Synopsis

Weather events and their impact on human health and economy in the US have been recorded by NOAA. NOAA has made available the data from 1950 to 2011 for analysis. This report presents the analysis of this data with the objective of understanding the cost of these weather events on human health and economy.

The data contains a record of approximately a million events over six decades. The data is explored by year of event and event type to identify high impact event types. The impact is measured through fatality count and injury count to asses the human health cost and through property and crop damage to asses economic cost.

The analysis has shown that twelve event types are responsible for 85% of the fatalities. The event types - Tornado, excessive heat/heat and flash flood/flood, are responsible for over 10,000 deaths out of the total 15,000 deaths during the analysis period.

On economic front, the top 9 event types account for over 90% of the damage to property and crops. Again, Tornado and flash flood are shown to be the primary causes of damage. In addition, hail and wind also cause significant damage.

A further analysis of geographical/localised aspect of certain weather events is recommended which is not included in this project due to time constraints.

Data Processing

The data is available in the form of CSV files. The file is loaded using read.csv function.
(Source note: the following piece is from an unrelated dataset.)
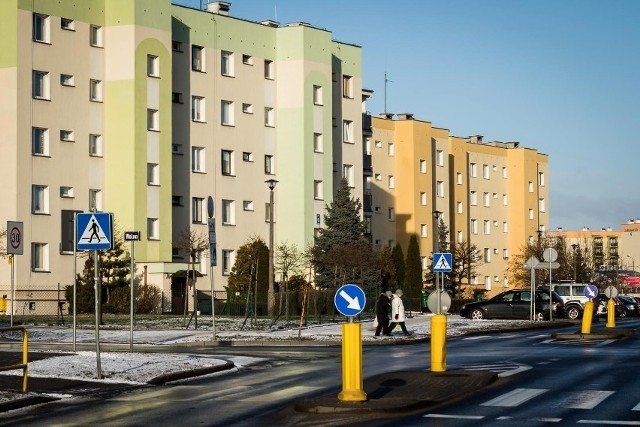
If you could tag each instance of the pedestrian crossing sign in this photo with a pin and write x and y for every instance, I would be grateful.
(93, 231)
(442, 262)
The variables included in this dataset that are of interest in the current analysis are

  1. BGN_DATE: Date the event started. This is stored as date datatype after loading into the dataframe.
  2. EVTYPE: The event type such as Tornado, Hail, Flood etc.
  3. FATALITIES: Number of death attributable to the event
  4. INJURIES: Number of persons injured during the event
  5. PROPDMG: Property damage in US$
  6. CROPDMG: Crop damage in US$
  7. BGN_YEAR: Year derived from the variable BGN_DATE
  8. DAMAGE: sum of PROPDMG and CROPDMG for the event
library(dplyr)
## Warning: package 'dplyr' was built under R version 3.1.3
## 
## Attaching package: 'dplyr'
## 
## The following object is masked from 'package:stats':
## 
##     filter
## 
## The following objects are masked from 'package:base':
## 
##     intersect, setdiff, setequal, union
library(lattice)
## Warning: package 'lattice' was built under R version 3.1.3
StormData <- read.csv("repdata_data_StormData.csv", sep=",", header=TRUE)
StormData$BGN_DATE <- as.Date(as.character(StormData$BGN_DATE), "%m/%d/%Y")
StormData$BGN_YEAR <- as.numeric(as.character(StormData$BGN_DATE, "%Y"))
StormData$DAMAGE <- StormData[,"PROPDMG"] + StormData[,"CROPDMG"]

print(paste("Total events   ", nrow(StormData), sep=":"))
## [1] "Total events   :902297"
print(paste("Fatalities     ", sum(StormData$FATALITIES), sep=":"))
## [1] "Fatalities     :15145"
print(paste("Injuries       ", sum(StormData$INJURIES), sep=":"))
## [1] "Injuries       :140528"
print(paste("Property Damage", sum(StormData$PROPDMG), sep=":"))
## [1] "Property Damage:10884500.01"
print(paste("Crop Damage    ", sum(StormData$CROPDMG), sep=":"))
## [1] "Crop Damage    :1377827.32"

Exploratory analysis for human cost

The data is summarised by year and event type for exploratory analysis of human cost.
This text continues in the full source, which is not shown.